Nigeria’s National Emergency Management Agency (NEMA), issued 410 delivery kits to internally displaced pregnant women housed at camps in Maiduguri, Borno State. Among the delivery kits were a wax print and infant feeding bottles along with a mattress, a blanket and a net for the expected newborns.
The kits also included a baby bag, diapers, a basket, a towel, baby soap, and supplements for the mother such as milk and cocoa drink. The supplies come at a vital time since some of these women are due to give birth in late August or September.
The north-eastern Nigerian Borno State has been the worst affected in the conflict against the Boko Haram insurgency which began in 2009. Sani-Sidi, NEMA’s director general, says insurgent attacks have displaced many people, leading to the creation of 23 IDP camps in Borno State.
“In all the camps in the state, 60 percent of the IDPs are women and children classified as vulnerable and needing more support,” he said. “As a result, 410 pregnant women were selected [to receive delivery kits] out of 1,980 identified pregnant women in 13 female IDP camps in Maiduguri.”
Aid from NEMA comes a month after a July donation by Deluxe Childbirth Services coordinated in partnership with U.S. Agency for International Development (USAID), the United Nations Population Fund, and two USAID projects – THE Expanded Social Marketing Project in Nigeria and the Targeted States High Impact Project.
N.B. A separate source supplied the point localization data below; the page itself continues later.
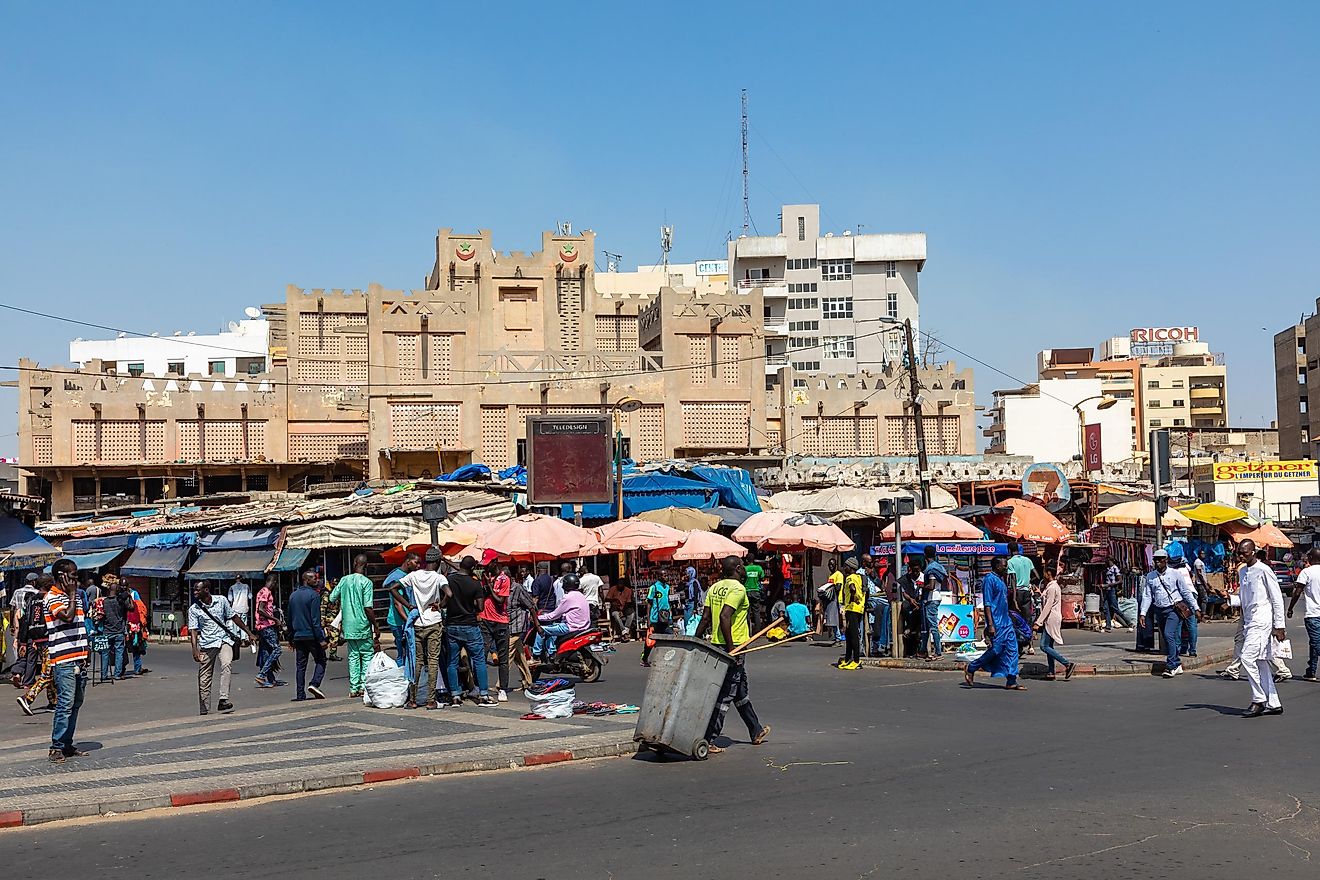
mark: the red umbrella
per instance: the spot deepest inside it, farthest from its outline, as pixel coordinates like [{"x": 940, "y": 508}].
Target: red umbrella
[{"x": 1027, "y": 520}]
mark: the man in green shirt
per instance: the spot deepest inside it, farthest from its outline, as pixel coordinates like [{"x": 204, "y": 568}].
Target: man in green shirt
[
  {"x": 355, "y": 595},
  {"x": 726, "y": 612}
]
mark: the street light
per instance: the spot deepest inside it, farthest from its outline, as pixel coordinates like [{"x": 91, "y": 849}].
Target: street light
[
  {"x": 1106, "y": 401},
  {"x": 622, "y": 405}
]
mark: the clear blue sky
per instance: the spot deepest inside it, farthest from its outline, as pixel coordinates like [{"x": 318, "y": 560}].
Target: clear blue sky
[{"x": 1079, "y": 170}]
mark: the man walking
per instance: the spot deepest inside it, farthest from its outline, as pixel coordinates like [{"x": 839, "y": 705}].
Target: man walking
[
  {"x": 1308, "y": 586},
  {"x": 1166, "y": 591},
  {"x": 67, "y": 648},
  {"x": 268, "y": 635},
  {"x": 725, "y": 616},
  {"x": 215, "y": 640},
  {"x": 1262, "y": 618},
  {"x": 308, "y": 635},
  {"x": 355, "y": 595}
]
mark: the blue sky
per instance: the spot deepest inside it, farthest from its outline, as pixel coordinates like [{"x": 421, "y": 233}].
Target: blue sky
[{"x": 1079, "y": 170}]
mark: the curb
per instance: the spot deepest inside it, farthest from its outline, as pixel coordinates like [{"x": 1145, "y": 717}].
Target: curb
[{"x": 38, "y": 816}]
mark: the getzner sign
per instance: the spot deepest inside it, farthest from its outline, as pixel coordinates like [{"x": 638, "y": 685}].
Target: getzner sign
[{"x": 1270, "y": 471}]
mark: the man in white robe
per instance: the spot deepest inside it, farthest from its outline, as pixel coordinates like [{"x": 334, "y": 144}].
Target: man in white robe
[{"x": 1262, "y": 627}]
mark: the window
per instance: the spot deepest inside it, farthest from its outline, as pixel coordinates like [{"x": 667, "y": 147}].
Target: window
[
  {"x": 837, "y": 308},
  {"x": 837, "y": 269},
  {"x": 840, "y": 347}
]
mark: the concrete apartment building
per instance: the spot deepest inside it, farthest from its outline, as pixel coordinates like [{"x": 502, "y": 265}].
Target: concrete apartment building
[
  {"x": 397, "y": 384},
  {"x": 824, "y": 294}
]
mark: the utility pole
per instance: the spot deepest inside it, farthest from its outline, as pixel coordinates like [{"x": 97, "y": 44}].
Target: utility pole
[
  {"x": 915, "y": 388},
  {"x": 746, "y": 203}
]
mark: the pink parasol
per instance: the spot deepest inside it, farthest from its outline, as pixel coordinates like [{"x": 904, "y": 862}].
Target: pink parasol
[
  {"x": 929, "y": 525},
  {"x": 533, "y": 538},
  {"x": 804, "y": 531},
  {"x": 701, "y": 545}
]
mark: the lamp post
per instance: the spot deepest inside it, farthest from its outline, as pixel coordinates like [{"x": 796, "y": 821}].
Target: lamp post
[
  {"x": 622, "y": 405},
  {"x": 1106, "y": 401}
]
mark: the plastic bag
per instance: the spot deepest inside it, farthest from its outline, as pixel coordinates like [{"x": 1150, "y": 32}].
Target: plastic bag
[
  {"x": 384, "y": 685},
  {"x": 555, "y": 705}
]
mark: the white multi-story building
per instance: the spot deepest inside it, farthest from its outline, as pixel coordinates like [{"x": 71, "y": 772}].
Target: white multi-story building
[
  {"x": 825, "y": 294},
  {"x": 243, "y": 350},
  {"x": 1044, "y": 421}
]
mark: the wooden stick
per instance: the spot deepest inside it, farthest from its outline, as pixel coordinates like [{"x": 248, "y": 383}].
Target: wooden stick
[
  {"x": 775, "y": 644},
  {"x": 739, "y": 648}
]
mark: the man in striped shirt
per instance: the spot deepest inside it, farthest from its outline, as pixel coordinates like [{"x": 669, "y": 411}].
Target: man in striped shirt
[{"x": 66, "y": 645}]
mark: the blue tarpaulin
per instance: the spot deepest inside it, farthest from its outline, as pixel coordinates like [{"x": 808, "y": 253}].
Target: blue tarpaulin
[
  {"x": 73, "y": 546},
  {"x": 240, "y": 538}
]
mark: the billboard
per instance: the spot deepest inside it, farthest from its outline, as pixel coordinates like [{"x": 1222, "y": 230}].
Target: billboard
[
  {"x": 1269, "y": 471},
  {"x": 568, "y": 459}
]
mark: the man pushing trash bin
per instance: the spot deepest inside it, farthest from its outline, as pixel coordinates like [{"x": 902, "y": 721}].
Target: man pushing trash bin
[{"x": 726, "y": 611}]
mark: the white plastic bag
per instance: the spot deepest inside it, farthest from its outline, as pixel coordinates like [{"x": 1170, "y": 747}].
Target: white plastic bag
[
  {"x": 555, "y": 705},
  {"x": 384, "y": 685}
]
During this donation, UNFPA’s Ratidzai Ndhlovu underlined an expected high in births among Nigerian IDPs, stating that there would be an expected 60,000 births by the end of 2015.
According to UNICEF, a Nigerian woman’s chances of death during pregnancy and childbirth are 1 in 13. Additionally, newborn Nigerian mortalities, which occur among the first week of life, make up about one-fourth of total deaths of children under five years of age.
A majority of these deaths arise from complications during birthing or pregnancy, which serves to highlight the importance of maternal and newborn health care access, especially within vulnerable and displaced populations.